Ma quale legame c’è tra donne e ambiente? A considerare fondamentale il coinvolgimento dell’universo femminile nelle tematiche ambientali sono, in primis, le Nazioni Unite. Già dieci anni fa, nell’Annual Report 2009 UNFPA (The United Nations Population Fund) veniva dichiarato che ‘La comunità internazionale avrà successo nella sua lotta contro i cambiamenti climatici se le politiche, i programmi e i trattati terranno conto dei bisogni, dei diritti e della potenzialità delle donne. Un migliore utilizzo della popolazione femminile potrebbe favorire la crescita economica, ridurre la povertà nel mondo, migliorare il grado di benessere sociale ed aiutare ad assicurare uno sviluppo sostenibile”. E sempre secondo le Nazioni Unite sarebbero almeno cinque le ragioni per cui è importante che le donne siano parte integrante dell’’azione ambientale’. Per prima cosa perché, nel mondo, l’universo femminile rappresenta il 51% della popolazione totale. Poi perché, nei paesi in via di sviluppo, le donne rappresentano circa il 43% della forza lavoro agricola; potendo accedere alle stesse risorse degli uomini, le donne sarebbero in grado di accrescere il loro rendimento del 20-30% aumentando quindi la produzione agricola totale in alcuni paesi e facendo diminuire la fame nel mondo. E questo potrebbe avere un impatto positivo sull’adattamento al clima sia per lo sviluppo di tecnologie e risorse appropriate sia per la riduzione della povertà, fattori che consentirebbero alle persone di adattarsi meglio ai cambiamenti climatici. Sempre secondo l’Onu, investire nelle donne crea benefici che si ripercuotono nelle famiglie, nelle comunità, nei paesi stessi perché il loro coinvolgimento nella pianificazione della vita delle comunità, può portare alla crescita del benessere. Le donne, poi, affrontano comunemente rischi più elevati e maggiori oneri derivanti dagli impatti dei cambiamenti climatici in situazioni di povertà.

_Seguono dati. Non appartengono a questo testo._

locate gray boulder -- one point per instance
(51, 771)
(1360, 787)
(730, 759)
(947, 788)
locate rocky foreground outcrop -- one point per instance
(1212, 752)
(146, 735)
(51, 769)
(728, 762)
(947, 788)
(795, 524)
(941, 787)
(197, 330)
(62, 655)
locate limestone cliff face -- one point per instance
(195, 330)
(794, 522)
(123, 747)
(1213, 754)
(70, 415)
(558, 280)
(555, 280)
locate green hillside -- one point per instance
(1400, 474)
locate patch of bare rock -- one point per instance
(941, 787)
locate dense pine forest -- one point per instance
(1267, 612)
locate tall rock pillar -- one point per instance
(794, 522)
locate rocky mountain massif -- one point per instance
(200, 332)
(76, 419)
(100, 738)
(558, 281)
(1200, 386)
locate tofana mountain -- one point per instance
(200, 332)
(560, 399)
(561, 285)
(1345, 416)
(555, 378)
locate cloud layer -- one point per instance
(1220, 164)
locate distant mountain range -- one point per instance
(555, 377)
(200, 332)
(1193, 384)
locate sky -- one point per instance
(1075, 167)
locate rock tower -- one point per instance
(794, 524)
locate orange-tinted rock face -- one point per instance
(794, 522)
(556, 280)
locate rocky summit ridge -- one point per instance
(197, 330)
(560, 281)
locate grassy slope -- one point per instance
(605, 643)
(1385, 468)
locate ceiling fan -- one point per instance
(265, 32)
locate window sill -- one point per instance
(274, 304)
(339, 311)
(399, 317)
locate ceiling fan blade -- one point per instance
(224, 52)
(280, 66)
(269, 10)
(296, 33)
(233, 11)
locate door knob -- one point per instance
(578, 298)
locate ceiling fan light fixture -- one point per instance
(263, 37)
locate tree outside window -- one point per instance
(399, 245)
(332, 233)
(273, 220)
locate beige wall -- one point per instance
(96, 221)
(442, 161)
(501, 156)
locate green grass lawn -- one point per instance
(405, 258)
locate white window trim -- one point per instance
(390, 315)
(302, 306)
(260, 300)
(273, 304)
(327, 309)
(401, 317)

Infine, secondo uno studio di Women Deliver i paesi con un'alta rappresentanza delle donne in parlamento hanno maggiori probabilità di ratificare i trattati internazionali sull'ambiente. Ma se, dal punto di vista ambientale il coinvolgimento delle donne farebbe ben sperare, il gender gap è ancora forte nella politica, lì dove vengono prese le decisioni più importanti. Secondo i dati Eurostat 2018, infatti, in Europa il numero di parlamentari o di membri del governo di sesso femminile è in media il 30% del totale. Non va meglio la situazione per le donne neanche in Italia: se grazie alle quote rosa nel nostro Parlamento sono il 35,3%, per quanto riguarda gli incarichi di governo la percentuale scende fino al 16,7%, oltre dieci punti in meno rispetto lo scorso anno.